Bien que la plante est plusieurs noms, on fait généralement allusion à la Turbina corymbosa (ou à la Rivea corymbosa) ou par le nom auquel les mexicains y font référence, l’ololuiqui. C’est un type de morning glory qui contient des alkaloïdes, que l’on retrouve dans la Ipomoea violacea et qui a été utilisée au Mexique.

Histoire

L’une des premières descriptions et illustrations de l’ololiuqui est due au physicien espagnol Francisco Hernandez, qui mena des recherches intensives entre 1570 et 1575 sur la faune et la flore du Mexique pour Philippe II. Dans son célèbre « Rerum medicarum Novae Hispaniae thesaurus, seu plantarum, animalium, mineralium mexicanorum historia », publié à Rome en 1651, Hernandez décrit et classifie l’ololuiqui sous ces termes : « De Oliliuhqui, seu planta orbicularium foliorum ».

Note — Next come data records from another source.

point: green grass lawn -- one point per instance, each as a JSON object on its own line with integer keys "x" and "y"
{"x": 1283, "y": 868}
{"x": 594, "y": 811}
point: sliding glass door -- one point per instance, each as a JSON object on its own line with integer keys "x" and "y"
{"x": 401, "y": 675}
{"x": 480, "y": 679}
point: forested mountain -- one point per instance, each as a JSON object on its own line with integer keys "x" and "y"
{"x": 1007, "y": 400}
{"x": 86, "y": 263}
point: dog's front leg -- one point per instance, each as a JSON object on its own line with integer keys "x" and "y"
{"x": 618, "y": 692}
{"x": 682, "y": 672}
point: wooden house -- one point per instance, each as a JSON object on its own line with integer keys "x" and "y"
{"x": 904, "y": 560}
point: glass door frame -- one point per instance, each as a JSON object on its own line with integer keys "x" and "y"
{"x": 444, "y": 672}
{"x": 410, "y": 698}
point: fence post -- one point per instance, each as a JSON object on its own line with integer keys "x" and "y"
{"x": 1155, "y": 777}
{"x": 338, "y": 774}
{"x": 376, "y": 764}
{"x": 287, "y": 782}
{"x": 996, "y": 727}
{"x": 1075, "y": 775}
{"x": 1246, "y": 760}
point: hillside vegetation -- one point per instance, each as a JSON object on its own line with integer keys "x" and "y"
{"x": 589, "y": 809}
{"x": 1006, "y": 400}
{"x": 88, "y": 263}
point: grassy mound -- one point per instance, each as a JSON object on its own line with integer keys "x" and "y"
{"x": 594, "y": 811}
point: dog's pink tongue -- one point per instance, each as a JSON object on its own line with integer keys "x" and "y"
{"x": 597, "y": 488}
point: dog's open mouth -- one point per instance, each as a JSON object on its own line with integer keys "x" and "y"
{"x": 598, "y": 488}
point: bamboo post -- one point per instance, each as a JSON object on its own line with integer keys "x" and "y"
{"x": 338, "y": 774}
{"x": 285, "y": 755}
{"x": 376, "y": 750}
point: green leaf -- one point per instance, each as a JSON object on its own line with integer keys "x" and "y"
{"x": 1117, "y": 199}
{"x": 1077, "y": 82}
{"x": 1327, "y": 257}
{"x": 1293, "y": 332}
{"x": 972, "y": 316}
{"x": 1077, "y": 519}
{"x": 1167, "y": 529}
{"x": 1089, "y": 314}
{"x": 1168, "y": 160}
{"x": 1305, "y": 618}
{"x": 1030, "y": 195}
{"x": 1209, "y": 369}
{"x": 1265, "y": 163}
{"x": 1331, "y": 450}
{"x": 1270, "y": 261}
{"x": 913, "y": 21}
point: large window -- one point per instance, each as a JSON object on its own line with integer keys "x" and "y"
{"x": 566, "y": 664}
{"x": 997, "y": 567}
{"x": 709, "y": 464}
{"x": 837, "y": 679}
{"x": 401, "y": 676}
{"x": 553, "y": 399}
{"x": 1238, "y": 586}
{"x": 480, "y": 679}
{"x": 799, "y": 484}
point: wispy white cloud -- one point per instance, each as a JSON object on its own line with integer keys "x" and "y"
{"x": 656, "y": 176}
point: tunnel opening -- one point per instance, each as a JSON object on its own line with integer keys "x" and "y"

Un extrait d’une traduction libre de la version latine de 1651 donne : « Oliliuhqui, que certains nomment coaxihuitl, ou plante-serpent, est une plante herbacée, possédant des feuilles vertes, minces et cordées, des tiges vertes et de longues fleurs blanches. La graine est ronde et très semblable à la coriandre. »

Dans cet ouvrage, Hernandez affirme que les prêtes mangeaient l’ololuiqui, ce qui provoquait un état délirant pendant lequel ils pouvaient recevoir des messages des puissances surnaturelles et communiquer avec leurs dieux. Il indique de plus que ces prêtres avaient des visions et entraient dans des états hallucinatoires terrifiants.

A en croire les nombreux auteurs antiques cités dans la monographie de Schultes, l’ololuiqui a été largement utilisée dans les vallées mexicaines, aux temps préhispaniques. Cette plante semble avoir été plus importante dans leur religion que le peyotl ou la teonanácatl. Cependant, l’usage médicinal était aussi très développé. L’ololuiqui servait à guérir des flatulences, à remédier à des troubles vénériens, permettait d’atténuer les douleurs et de retirer les tumeurs. L’ololuiqui était censé contenir sa propre divinité, qui faisait des miracles si elle était correctement utilisée.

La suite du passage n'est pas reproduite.